Спроси любого человека, каждый скажет, что он обращается к книге, чтобы утешить/утишить какую-то тоску, маету, боль, разрешить сомнение или развеять страх.
Всякий таким ответом подтвердит практическую, прикладную функцию литературы. Так и есть, природное, естественное назначение литературы – лечение человека от душевных травм и ран.
Двадцатый век про это естественное предназначение литературы стыдливо и не очень мудро забыл, запамятовал, оставил в стороне.
Но литература возможна и желанна, и оправданна лишь в одном случае, когда литература предназначена конкретному человеку, у которого есть конкретная боль.
«Алиса в стране чудес», как и «Винни Пух», написаны ради больных детей, которые после и от таких книжек выздоровели. И с тех пор миллионы детей выздоравливают и не болеют душой и крепятся телом от этих двух книжек.
Но разве будет кто-нибудь спорить, что книжки про «Винни Пуха» или «Алису в стране чудес» – это не литература. Так эти книжки, эти произведения, эти сказки стали настоящей литературой – ибо они изначально имели прикладной, строго практический, даже утилитарный смысл – вылечить детей, дать маленьким человечкам надежды и вдохновение, разбудить их воображение, открыть завтрашний день, вдохнуть новые силы, чтобы справиться с болезнями.

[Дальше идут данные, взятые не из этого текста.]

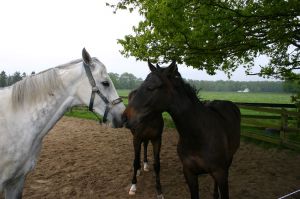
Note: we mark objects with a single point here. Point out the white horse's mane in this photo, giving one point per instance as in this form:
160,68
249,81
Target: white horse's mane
37,87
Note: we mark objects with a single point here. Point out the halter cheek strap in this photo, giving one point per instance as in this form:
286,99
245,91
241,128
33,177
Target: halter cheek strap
96,90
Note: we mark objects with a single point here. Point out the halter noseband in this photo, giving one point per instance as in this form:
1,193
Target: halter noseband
95,90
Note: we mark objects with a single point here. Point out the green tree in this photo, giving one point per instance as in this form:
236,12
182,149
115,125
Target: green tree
115,79
216,35
16,77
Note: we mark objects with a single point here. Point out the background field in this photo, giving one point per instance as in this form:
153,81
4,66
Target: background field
252,121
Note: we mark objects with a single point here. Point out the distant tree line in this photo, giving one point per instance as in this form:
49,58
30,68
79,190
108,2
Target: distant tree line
129,81
125,80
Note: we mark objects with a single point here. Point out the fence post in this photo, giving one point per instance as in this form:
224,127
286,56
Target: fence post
284,125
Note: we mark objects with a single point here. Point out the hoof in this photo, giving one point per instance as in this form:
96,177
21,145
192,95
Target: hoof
132,189
146,166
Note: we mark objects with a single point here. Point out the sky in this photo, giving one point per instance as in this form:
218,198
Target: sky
39,34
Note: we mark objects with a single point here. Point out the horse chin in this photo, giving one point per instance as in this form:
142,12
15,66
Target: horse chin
116,123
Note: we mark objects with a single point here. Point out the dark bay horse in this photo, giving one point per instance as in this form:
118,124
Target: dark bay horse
149,129
209,133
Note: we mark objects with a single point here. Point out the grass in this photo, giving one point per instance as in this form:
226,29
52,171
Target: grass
279,98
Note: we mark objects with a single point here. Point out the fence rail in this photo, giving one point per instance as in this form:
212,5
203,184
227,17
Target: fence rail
282,128
276,123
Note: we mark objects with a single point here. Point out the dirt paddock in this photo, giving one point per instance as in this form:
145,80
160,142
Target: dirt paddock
81,159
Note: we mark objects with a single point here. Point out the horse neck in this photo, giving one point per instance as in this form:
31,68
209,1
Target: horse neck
48,111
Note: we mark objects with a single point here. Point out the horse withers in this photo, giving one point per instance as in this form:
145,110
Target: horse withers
150,129
32,106
209,133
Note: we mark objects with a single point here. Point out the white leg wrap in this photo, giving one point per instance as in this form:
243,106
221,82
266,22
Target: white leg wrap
146,166
132,189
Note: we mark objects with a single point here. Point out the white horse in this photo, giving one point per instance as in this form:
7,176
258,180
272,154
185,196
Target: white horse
31,107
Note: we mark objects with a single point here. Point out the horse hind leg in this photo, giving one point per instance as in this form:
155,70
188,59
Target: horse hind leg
221,184
146,165
136,164
14,189
156,152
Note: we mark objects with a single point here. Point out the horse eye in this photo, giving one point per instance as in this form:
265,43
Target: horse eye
105,83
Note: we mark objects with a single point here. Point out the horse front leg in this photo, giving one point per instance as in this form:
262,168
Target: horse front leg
192,181
221,179
136,164
156,151
14,189
146,165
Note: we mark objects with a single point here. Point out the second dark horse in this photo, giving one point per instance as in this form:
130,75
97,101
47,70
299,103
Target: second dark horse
209,133
150,129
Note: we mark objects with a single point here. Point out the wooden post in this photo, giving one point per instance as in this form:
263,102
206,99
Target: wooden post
284,125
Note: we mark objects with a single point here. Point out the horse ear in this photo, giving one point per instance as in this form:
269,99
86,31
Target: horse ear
172,69
86,57
151,66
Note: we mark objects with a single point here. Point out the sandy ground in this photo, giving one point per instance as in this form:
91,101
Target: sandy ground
81,159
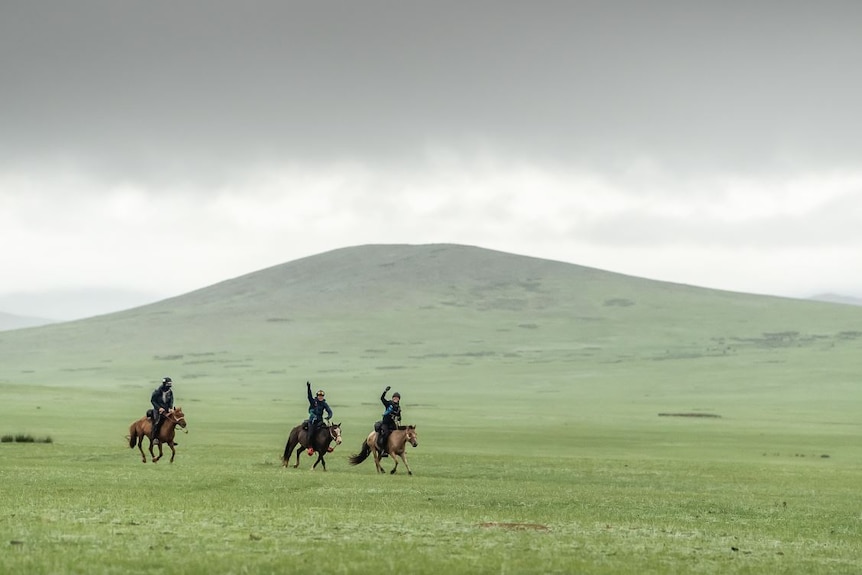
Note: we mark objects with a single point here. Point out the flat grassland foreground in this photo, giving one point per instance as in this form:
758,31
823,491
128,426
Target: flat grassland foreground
582,490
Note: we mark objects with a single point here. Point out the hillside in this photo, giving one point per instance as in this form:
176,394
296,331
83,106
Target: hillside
379,305
10,321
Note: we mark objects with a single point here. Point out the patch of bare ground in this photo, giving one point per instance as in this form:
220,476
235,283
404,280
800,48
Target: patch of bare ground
516,526
714,415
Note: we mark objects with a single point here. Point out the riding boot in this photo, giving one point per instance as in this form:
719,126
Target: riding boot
309,439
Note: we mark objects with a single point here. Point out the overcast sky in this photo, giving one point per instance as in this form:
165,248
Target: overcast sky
153,148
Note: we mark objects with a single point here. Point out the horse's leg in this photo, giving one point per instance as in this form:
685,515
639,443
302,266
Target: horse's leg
377,458
288,450
141,447
161,453
319,460
403,456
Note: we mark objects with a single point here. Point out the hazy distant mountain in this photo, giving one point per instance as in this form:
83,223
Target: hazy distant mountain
428,301
65,304
9,321
836,298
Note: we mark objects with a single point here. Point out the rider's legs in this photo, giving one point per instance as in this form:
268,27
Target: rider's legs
309,437
381,439
157,424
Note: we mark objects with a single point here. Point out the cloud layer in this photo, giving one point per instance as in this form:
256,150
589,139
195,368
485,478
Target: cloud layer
164,146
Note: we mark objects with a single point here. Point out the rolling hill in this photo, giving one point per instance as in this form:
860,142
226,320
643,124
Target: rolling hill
367,309
10,321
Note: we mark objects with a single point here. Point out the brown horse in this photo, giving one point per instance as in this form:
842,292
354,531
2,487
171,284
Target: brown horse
323,437
396,444
144,426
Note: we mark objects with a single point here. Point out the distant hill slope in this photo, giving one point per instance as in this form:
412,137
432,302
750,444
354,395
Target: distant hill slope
430,301
9,321
836,298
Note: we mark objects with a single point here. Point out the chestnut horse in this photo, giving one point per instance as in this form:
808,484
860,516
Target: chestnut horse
396,444
323,436
144,426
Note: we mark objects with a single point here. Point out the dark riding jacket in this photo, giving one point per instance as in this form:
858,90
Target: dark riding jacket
316,407
163,397
392,414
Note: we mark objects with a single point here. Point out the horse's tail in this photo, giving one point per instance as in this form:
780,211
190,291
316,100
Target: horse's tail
362,455
133,435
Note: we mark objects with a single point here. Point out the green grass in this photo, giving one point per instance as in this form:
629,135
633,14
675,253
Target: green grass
537,401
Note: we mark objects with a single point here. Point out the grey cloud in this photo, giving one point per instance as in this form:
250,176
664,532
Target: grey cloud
198,88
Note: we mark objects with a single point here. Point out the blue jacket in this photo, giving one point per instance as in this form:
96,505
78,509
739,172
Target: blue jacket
316,407
162,397
392,413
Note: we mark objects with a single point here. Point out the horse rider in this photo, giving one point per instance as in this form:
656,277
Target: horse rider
391,419
162,400
316,406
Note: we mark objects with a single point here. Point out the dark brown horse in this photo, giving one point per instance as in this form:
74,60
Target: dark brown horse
323,437
144,426
396,445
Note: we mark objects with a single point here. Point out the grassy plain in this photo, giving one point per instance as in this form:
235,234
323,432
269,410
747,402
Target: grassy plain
541,444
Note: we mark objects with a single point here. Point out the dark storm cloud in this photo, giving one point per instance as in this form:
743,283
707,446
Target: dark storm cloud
182,89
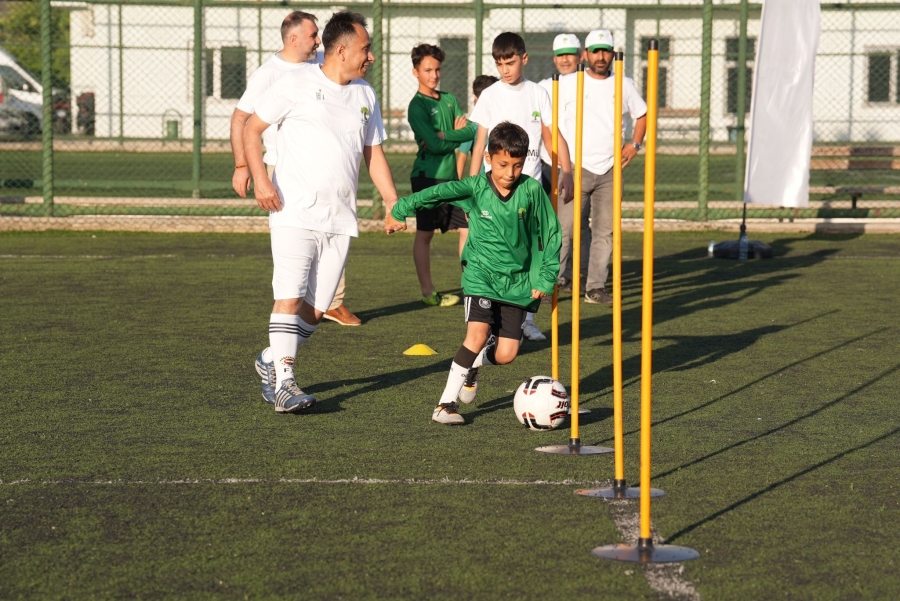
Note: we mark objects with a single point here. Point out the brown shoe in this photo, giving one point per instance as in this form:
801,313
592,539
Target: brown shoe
343,316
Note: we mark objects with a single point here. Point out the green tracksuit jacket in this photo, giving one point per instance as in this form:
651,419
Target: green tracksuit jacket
513,245
427,116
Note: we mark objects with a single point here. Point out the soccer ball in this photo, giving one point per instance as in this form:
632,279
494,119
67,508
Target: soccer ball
541,403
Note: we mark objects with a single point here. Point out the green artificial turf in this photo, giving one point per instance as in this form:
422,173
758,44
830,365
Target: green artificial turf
138,459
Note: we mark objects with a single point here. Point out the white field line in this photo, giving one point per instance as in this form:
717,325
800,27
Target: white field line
664,578
409,481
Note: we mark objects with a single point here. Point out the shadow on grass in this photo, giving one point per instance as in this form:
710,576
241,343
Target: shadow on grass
774,485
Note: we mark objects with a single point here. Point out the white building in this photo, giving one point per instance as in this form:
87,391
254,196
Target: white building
138,62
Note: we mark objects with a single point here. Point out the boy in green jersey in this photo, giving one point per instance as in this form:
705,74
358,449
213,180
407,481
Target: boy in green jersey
510,262
433,116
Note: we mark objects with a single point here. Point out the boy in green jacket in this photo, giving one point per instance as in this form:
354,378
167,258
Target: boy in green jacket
510,261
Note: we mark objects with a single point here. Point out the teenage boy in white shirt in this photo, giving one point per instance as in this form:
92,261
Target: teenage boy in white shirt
566,58
597,145
526,104
312,197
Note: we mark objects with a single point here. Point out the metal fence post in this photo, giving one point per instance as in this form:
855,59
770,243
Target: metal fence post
479,35
47,102
739,160
198,95
705,87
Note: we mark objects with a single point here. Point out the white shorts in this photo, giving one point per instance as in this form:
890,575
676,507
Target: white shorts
307,265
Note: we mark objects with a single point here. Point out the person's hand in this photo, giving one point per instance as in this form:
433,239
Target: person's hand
267,196
566,187
240,181
391,225
628,153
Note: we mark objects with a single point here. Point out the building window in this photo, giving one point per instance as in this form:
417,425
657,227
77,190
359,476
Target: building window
224,72
665,64
233,71
883,76
731,66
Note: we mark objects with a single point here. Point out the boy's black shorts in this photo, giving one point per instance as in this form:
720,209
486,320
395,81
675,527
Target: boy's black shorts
446,217
506,320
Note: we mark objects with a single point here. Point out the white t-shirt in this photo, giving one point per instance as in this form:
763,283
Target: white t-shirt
526,104
260,81
599,97
322,130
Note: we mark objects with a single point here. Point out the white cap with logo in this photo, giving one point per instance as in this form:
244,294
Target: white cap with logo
566,43
599,39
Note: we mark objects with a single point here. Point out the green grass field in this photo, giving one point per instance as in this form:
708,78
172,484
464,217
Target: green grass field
130,174
139,461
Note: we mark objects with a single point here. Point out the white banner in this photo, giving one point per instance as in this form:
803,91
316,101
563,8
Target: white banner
781,120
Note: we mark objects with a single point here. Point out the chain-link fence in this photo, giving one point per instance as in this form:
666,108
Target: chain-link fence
137,128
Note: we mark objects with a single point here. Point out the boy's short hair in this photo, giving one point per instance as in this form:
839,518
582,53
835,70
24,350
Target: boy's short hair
340,29
423,50
508,137
481,83
507,45
292,20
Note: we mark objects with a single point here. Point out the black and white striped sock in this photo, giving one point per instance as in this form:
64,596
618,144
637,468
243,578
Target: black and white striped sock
286,334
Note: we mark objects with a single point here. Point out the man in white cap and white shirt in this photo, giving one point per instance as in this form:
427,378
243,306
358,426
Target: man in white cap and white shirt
597,149
566,56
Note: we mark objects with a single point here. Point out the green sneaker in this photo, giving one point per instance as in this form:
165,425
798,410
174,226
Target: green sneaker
438,300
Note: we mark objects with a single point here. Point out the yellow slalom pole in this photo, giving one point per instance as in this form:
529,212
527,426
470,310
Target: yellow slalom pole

Всякая удачная книга – это прежде всего, и, возможно, единственно, – рецепт, помощь, лекарство для конкретного человека. И ничего иного.
И даже если ты спасешь написанной книгой всего только одного человека – это уже много.
Нелепа формула: медицина – для медицины. А ведь она означала бы буквально, что врачи лечили бы только врачей. Тогда надо было бы, чтобы все стали врачами. Но ведь этого не происходит, потому прежде всего, что медицина носит прикладной характер. И это правильно.
Увы! никого не удивляет литератор, пишущий для таких, как он; и никого не смущает – вот уже на протяжении примерно двух последних столетий – формула: «искусство – для искусства». А ведь такая формула не менее нелепа, и значительно более трагична по последствиям, нежели формула «медицина – для медицины».
Литература двадцать первого века носит прикладной характер, как это и было задумано изначально по отношению к литературе.
Литература двадцать первого века – это литература помощи, литература спасения, это вновь – изначальная литература, задуманная человеком для лечение духа и души, и исполненная в качестве неотъемлемой части церковной службы. Потому как литература изначально – не самостоятельна.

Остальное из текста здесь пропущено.